This is a 28mm scale 12lb ship cannon. It measures 40mm long by 20mm wide by 15mm tall, and is cast in lead free pewter.
Posted by Rob on 21st Jul 2017
I purchased the Laser Dream Works 6pdr, 9pdr, 12pdr and 24pdr 28mm scale guns and was very pleased. The guns are of the Armstrong pattern, on naval carriages and thus appropriate in British vessels up to 1808. However, it must be stressed that once the Blomefield Pattern guns began production in the 1790s they quickly replaced the older ordnance in the Royal Navy, most assuredly in the capital ships, due to a more compact, yet robust, design. The fledgling United States Navy purchased numerous Blomefield guns in the late 1790s (and produced domestic knock-offs) so that it also became the predominant design across the pond. However, it must be noted that in the remote military posts in North America necessity dictated that many outmoded guns were still in service, both on land and afloat. Long story short – these castings are perfect for most 18th Century vessels and ideal for the period of the American War of Independence.
The casting metal is of good quality and the guns are some of the best I have seen. The details of the carriage, rings, bolts etc., are excellent and the barrels of the guns are detailed down to the distinctive ring around the cascable button.

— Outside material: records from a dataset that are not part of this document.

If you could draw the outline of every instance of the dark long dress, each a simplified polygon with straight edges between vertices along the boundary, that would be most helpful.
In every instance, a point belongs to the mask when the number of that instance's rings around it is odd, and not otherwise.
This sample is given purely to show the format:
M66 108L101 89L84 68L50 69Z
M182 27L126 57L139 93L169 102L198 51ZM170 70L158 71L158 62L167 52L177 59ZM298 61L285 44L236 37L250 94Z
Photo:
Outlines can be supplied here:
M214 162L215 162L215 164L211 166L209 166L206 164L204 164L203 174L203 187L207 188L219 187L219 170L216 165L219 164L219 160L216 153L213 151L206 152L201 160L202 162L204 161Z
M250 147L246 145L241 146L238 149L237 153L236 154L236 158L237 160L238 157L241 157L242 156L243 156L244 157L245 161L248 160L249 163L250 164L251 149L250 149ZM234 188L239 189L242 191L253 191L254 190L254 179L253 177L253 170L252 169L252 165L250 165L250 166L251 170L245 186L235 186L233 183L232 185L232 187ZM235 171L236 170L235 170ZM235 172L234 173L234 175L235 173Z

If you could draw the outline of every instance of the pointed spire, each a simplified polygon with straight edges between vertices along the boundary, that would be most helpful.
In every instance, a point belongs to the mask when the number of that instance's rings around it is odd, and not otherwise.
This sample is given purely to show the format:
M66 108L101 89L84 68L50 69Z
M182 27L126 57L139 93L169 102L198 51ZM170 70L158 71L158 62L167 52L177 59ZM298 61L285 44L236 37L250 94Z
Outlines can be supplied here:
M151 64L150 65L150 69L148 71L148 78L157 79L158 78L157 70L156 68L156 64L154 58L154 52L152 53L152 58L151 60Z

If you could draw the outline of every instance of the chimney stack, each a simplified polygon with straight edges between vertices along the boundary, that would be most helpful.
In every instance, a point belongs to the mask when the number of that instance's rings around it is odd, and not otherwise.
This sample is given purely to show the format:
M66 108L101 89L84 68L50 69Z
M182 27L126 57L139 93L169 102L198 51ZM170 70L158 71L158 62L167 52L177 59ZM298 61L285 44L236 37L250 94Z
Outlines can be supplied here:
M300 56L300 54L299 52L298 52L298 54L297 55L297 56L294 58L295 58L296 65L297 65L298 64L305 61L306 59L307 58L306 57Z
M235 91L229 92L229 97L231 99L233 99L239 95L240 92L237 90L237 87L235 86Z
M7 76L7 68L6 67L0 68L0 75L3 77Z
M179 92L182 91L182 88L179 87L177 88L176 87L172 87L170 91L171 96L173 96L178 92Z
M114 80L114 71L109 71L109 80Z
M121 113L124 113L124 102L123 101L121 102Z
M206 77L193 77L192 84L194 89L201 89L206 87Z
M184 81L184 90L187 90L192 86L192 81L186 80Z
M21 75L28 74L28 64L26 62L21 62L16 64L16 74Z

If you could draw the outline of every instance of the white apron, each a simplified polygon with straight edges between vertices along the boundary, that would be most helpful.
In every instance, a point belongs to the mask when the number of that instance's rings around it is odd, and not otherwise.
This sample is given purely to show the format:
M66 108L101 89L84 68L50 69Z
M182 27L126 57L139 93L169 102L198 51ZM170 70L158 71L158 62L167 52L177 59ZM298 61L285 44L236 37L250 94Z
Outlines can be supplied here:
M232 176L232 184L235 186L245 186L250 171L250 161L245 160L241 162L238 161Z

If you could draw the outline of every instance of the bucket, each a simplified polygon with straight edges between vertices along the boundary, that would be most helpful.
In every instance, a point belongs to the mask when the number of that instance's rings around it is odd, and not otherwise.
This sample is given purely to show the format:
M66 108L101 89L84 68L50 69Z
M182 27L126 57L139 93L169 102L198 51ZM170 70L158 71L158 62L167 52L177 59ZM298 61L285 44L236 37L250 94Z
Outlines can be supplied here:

The ordnance barrels are generally good castings but suffer, to a moderate extent, from the common defect of compression, which gives them an oval, rather than circular shape when looking head-on to the 6pdr and 24pdr models. The metal is very strong but there were some troubles with some of the cascable buttons of the 6pdrs which were broken off upon delivery. This is probably because the cascable buttons are rather undersized on all pieces and should match the bore of the piece. To be honest, this is a very hyper-critical assessment as the overall quality is so good. There was also a bit of distortion at the muzzle of the 24pdr and the second order of the 6pdrs I received had a fair bit of flash, which none of the other gun barrels had.
The 24pdr has a barrel of 47mm length (base ring to muzzle) which corresponds to approximately 113” to 122”, depending on the relative scale of your 28mm figures. This is a perfect size for an Armstrong pattern gun of 1753.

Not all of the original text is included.